Amor por las espadas
Cirlot así
vivió en un mundo paralelo, el del Medievo, que lo haría tan especial a ojos de
otros escritores. El poeta José Corredor-Matheos, en sus recientes memorias “Corredor
de fondo” (Tusquets), habla de este “extraordinario personaje, de personalidad
torturada y poderosa creatividad, que se manifiesta en su poesía y en la
peculiar lucidez de su visión del arte.
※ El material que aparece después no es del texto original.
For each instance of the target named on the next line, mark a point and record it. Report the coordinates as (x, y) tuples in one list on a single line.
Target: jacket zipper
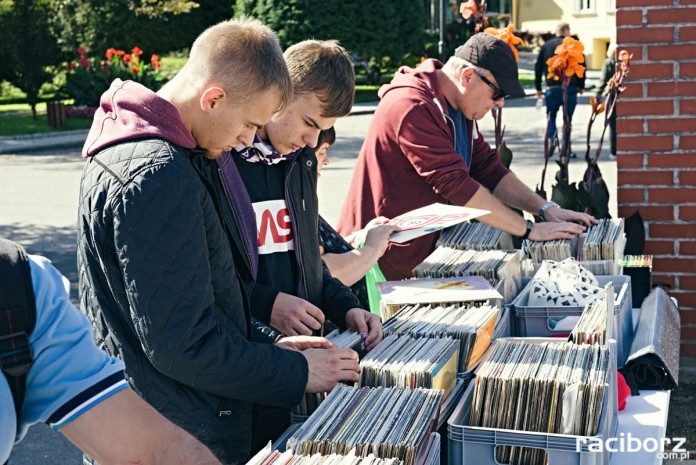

La guerra, sin duda, había tenido
consecuencias muy negativas para una persona como él, tan sensible y
extremadamente imaginativa”. Ciertamente, Cirlot, que venía de una familia de
militares y con algún ascendente francmasón, en 1938 intervendría en el frente
de Guadarrama y, al decir del biógrafo: “En cierto momento se pasó a los
nacionales, y al final de la guerra es internado brevemente en un campo de
concentración, del que sale el mismo año 1939 en que acaba la contienda, aunque
poco tiempo después es movilizado de nuevo para cumplir el servicio militar en el
ejército de Franco.”
Sin embargo, en
palabras de Rivero Taravillo, la guerra “no supuso ningún trauma para Cirlot,
quien años después llegaría a hablar con nostalgia, según sus hijas, de lugares
en los que había estado durante la contienda”. Acaso esto fuera una
idealización de aquel entorno que tendría obligatoriamente que encender la
inspiración visual y literaria de un Cirlot que adoraba ciertos elementos
guerreros: “Es bien sabido –apunta el poeta ciudadrealeño– que Cirlot sentía
gran atracción por las espadas antiguas, a las que confería capacidad de
defensa simbólica ante enemigos que sólo existían en su mente, pero que podían
ser realmente peligrosos”. A ellas les dedicará versos y artículos y hasta
saldrá retratado con las que iba coleccionando y conservaba en casa; así,
Rivero Taravillo refiere que «Cirlot publica en 1954 en “Revista”, fotografiado
bajo ellas por Catalá-Roca, un artículo titulado “Mis espadas”, donde compara a
estas, las siete que tiene en su cuarto de trabajo, con los barrotes de una
jaula. Cirlot no es que vea, sino que vive, el simbolismo de las espadas». Tal sistema de idealismo viril, más el
elemento femenino fascinador, nutrirán en suma una visión poética que es del
todo incomparable antes y después de él, Juan Eduardo Cirlot, todo un caballero
medieval.
Publicado en La Razón, 22-V-2016
Un día después de escribir este artículo sobre el libro Cirlot: ser y no ser de un poeta único, y un día antes de publicarlo, caminando por la calle encuentro esta señal.